Question: How Do You Manage Your Files & Directories For Your Projects ?
50
gravatar for Pierre Lindenbaum
4.0 years ago by
France
Pierre Lindenbaum58k wrote:

People in a laboratory, working one the same project, generate all kind of files (fasta, images, raw data, statistics, readme.txt, etc...) that will be moved in some directories. How do you manage the hierarchy of those directories ?

  • there is no standard hierarchy and the file are dropped anywhere. It all relays on the common knowledge.
  • there is a clearly defined hierarchy (PROJECT_NAME/DATE/machine_user_image_result_but_this_is_the_second_run_because_1st_failed.txt...)
  • files are uploaded on a wiki (you wouldn't do that for large files)
  • there is a central file/wiki answering what/where is a file
  • there is a Readme.txt/describe.xml in each folder.
  • there is a tool (?) for managing this kind of information ?
  • (...) ?

Thanks

Pierre

ADD COMMENTlink written 4.0 years ago by Pierre Lindenbaum58k
4

currently, it's a mess :-)

ADD REPLYlink written 3.4 years ago by Pierre Lindenbaum58k

Pierre: I am wondering how you are managing your files & directories ?

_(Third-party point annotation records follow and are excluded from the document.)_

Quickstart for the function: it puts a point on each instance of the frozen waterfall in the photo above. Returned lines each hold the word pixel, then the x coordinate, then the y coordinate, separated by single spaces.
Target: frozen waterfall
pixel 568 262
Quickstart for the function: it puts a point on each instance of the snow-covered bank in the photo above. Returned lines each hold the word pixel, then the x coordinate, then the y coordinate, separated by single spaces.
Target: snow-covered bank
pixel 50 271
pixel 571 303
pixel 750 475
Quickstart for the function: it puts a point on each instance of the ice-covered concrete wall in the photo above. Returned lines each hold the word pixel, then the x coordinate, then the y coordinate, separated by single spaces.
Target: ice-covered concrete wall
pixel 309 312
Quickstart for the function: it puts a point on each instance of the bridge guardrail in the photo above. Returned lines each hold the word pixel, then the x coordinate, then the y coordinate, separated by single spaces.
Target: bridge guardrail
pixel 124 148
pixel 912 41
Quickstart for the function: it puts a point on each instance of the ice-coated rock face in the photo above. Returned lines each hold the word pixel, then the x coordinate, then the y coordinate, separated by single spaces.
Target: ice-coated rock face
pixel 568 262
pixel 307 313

ADD REPLYlink written 3.4 years ago by Khader Shameer14k

Why do you need files anyway? Files are from the 70's, not going to scale these days.

ADD REPLYlink written 2.8 years ago by michaelhavner0
54
gravatar for Giovanni M Dall'Olio
4.0 years ago by
London, UK
Giovanni M Dall'Olio18k wrote:

In my local computer, I have:

  • a 'workspace' folder, in which each sub-folder correspond to a separate project
  • a 'data' folder where I put all the data used by more than a project
  • an 'archive' folder with all finished project

Within each project folder, I have:

  • planning/ -> a folder containing all the files related to the early phase of the project. Usually this is the first folder I create, and here I store all the miscellaneous files (the notes/objectives/initial drafts) that I collect in the first weeks of a projects, when I still am not sure which programs to write.
  • bugs/ -> I used to use ditz to keep track of bugs and To-Dos, but now I use only A7 hand-written papers
  • data/
    • folders containing the different data I need to use, soft-linked from ~/data
  • parameters/ -> ideally, I should have configuration files so if I want to run my analysis on other dataset, I only have to change the parameters here
  • src/ -> with all code
    • a Makefile to re-run all the analysis I wish
    • scripts/ with all the scripts
    • lib/ eventually, if I am reusing code from other projects
    • pipelines/ with all .mk (makefile) files
  • results/
    • tables/ -> tabular-like results
    • plots/ -> plots
    • manuscript/ -> draft for the manuscript, final figures and data, etc..
      • figures/
      • tables/
      • references/

I use git for revision control, to get a log of all the changes I make to scripts and results. Lately I have been reading about sumatra, and planning to give it a try (a slideshow for the curious here)

I still have to decide very well where to put .Rdata files, as I am still a novice to R.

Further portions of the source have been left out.